Le sigle sottolineano che non si tratta di nuove rivendicazioni, ma dell’applicazione di istituti già previsti e di impegni già assunti. Per questo chiedono una convocazione rapida del tavolo negoziale e un segnale concreto da parte dell’esecutivo. Secondo i rappresentanti della dirigenza, il tema riguarda anche la tenuta complessiva del sistema sicurezza, considerato il peso delle responsabilità affidate ai vertici dei diversi comparti.
*l’articolo 24 della legge 448/1998:
Stabilisce un meccanismo di adeguamento economico per alcune categorie del pubblico impiego non contrattualizzato.
Serve come base per il decreto annuale che aggiorna le retribuzioni.
È diverso dal contratto triennale: non apre una trattativa politica nuova, ma applica un criterio previsto dalla legge
Importanza del Rinnovo Contrattuale Sicurezza e Difesa
Il rinnovo contrattuale Sicurezza e Difesa rappresenta un passaggio cruciale per garantire la stabilità e l’efficacia del sistema di sicurezza nazionale. Le organizzazioni sindacali e le rappresentanze della dirigenza sottolineano che un adeguato rinnovo contrattuale non solo migliora le condizioni economiche dei lavoratori, ma contribuisce anche a mantenere alta la motivazione e l’efficienza del personale. In un contesto in cui le responsabilità sono in continua crescita, è fondamentale che il personale di sicurezza e difesa riceva il giusto riconoscimento per il proprio operato.

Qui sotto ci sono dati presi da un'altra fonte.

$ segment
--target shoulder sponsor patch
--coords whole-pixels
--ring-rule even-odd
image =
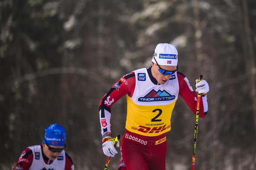
[[[57,160],[62,160],[64,159],[64,157],[63,155],[60,155],[57,158]]]
[[[191,91],[194,91],[194,90],[193,89],[193,88],[192,88],[192,87],[191,86],[191,85],[190,84],[190,83],[189,82],[189,81],[188,81],[188,79],[186,77],[185,77],[184,79],[184,80],[186,82],[186,83],[187,83],[187,84],[188,85],[188,86],[189,88],[189,89],[190,89],[190,90]]]
[[[38,160],[40,159],[40,152],[35,153],[35,158]]]
[[[175,79],[176,78],[176,76],[175,76],[175,75],[172,75],[171,76],[171,78],[170,78],[169,79],[169,80],[173,80]]]
[[[146,73],[138,73],[138,80],[139,81],[146,81]]]

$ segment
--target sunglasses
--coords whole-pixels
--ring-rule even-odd
[[[157,63],[157,62],[156,61],[156,60],[155,58],[154,55],[153,55],[153,57],[154,58],[154,59],[155,60],[155,61],[156,61],[156,63],[157,65],[157,66],[158,66],[158,71],[160,72],[160,73],[162,74],[163,74],[164,75],[167,75],[168,74],[172,75],[172,74],[174,74],[179,68],[178,66],[177,66],[177,68],[175,70],[173,70],[173,71],[168,71],[167,70],[166,70],[164,69],[163,69],[161,67],[160,67],[160,66],[159,65],[159,64],[158,64],[158,63]]]
[[[45,144],[46,144],[46,146],[48,147],[49,150],[52,152],[58,152],[59,153],[60,153],[64,149],[66,148],[65,144],[65,146],[63,148],[54,148],[51,147],[50,146],[49,146],[49,144],[48,144],[48,143],[47,143],[47,142],[46,141],[46,140],[45,140],[45,139],[44,139],[44,141],[45,142]]]

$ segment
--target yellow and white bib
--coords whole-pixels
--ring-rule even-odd
[[[131,98],[127,95],[125,128],[147,136],[156,136],[171,130],[171,117],[179,94],[177,73],[164,85],[150,80],[145,68],[134,71],[136,85]]]

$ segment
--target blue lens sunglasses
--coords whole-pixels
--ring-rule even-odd
[[[155,60],[155,61],[156,61],[156,63],[157,65],[157,66],[158,66],[158,68],[159,68],[158,69],[158,71],[161,73],[161,74],[163,74],[164,75],[167,75],[168,74],[170,74],[170,75],[172,75],[172,74],[174,74],[175,72],[178,70],[178,69],[179,68],[179,67],[178,67],[178,66],[177,66],[177,68],[175,70],[174,70],[173,71],[168,71],[167,70],[165,70],[162,68],[161,68],[161,67],[160,67],[160,66],[158,64],[158,63],[157,63],[157,62],[156,61],[156,58],[155,58],[155,56],[154,55],[153,55],[153,57],[154,58],[154,59]]]

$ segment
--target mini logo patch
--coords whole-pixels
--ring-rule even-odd
[[[118,85],[118,84],[116,83],[115,83],[115,85],[113,86],[113,88],[115,88],[118,91],[119,91],[119,88],[120,87],[120,86],[119,86],[119,85]]]
[[[107,126],[108,124],[106,122],[102,122],[101,123],[101,125],[102,126],[102,127],[105,127]]]
[[[35,158],[37,160],[40,159],[40,152],[35,153]]]
[[[109,100],[109,98],[110,98],[110,96],[109,96],[107,98],[107,99],[104,101],[104,104],[106,104],[108,106],[110,106],[112,104],[113,102],[114,102],[114,99],[112,99],[112,100]]]
[[[138,80],[139,81],[146,81],[146,73],[138,73]]]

Le Conseguenze di un Rinnovo Ritardato
Un ritardo nel rinnovo contrattuale Sicurezza e Difesa potrebbe avere ripercussioni significative. La mancanza di adeguamenti stipendiali e di riconoscimenti economici può portare a un abbassamento della morale tra i lavoratori, con conseguenze dirette sulla qualità dei servizi offerti. Inoltre, la difficoltà nel mantenere un personale motivato e ben retribuito può influire negativamente sulla sicurezza pubblica e sulla capacità di risposta delle forze di sicurezza in situazioni di emergenza.
Le Prospettive Future per il Settore
Guardando al futuro, il rinnovo contrattuale Sicurezza e Difesa deve essere visto come un’opportunità per rivedere e migliorare le condizioni di lavoro. È essenziale che il Governo prenda in considerazione le esigenze specifiche del comparto, inclusi gli adeguamenti per straordinari, missioni e indennità operative. Solo attraverso un approccio proattivo e una pianificazione strategica sarà possibile garantire un sistema di sicurezza robusto e reattivo.
Inoltre, il rinnovo contrattuale Sicurezza e Difesa deve essere accompagnato da un dialogo costante tra le parti coinvolte. La convocazione di tavoli negoziali regolari può facilitare la risoluzione di problematiche e la definizione di strategie condivise, contribuendo a un clima di fiducia e collaborazione. È fondamentale che le istanze dei dirigenti e del personale non dirigente vengano ascoltate e integrate nelle decisioni politiche.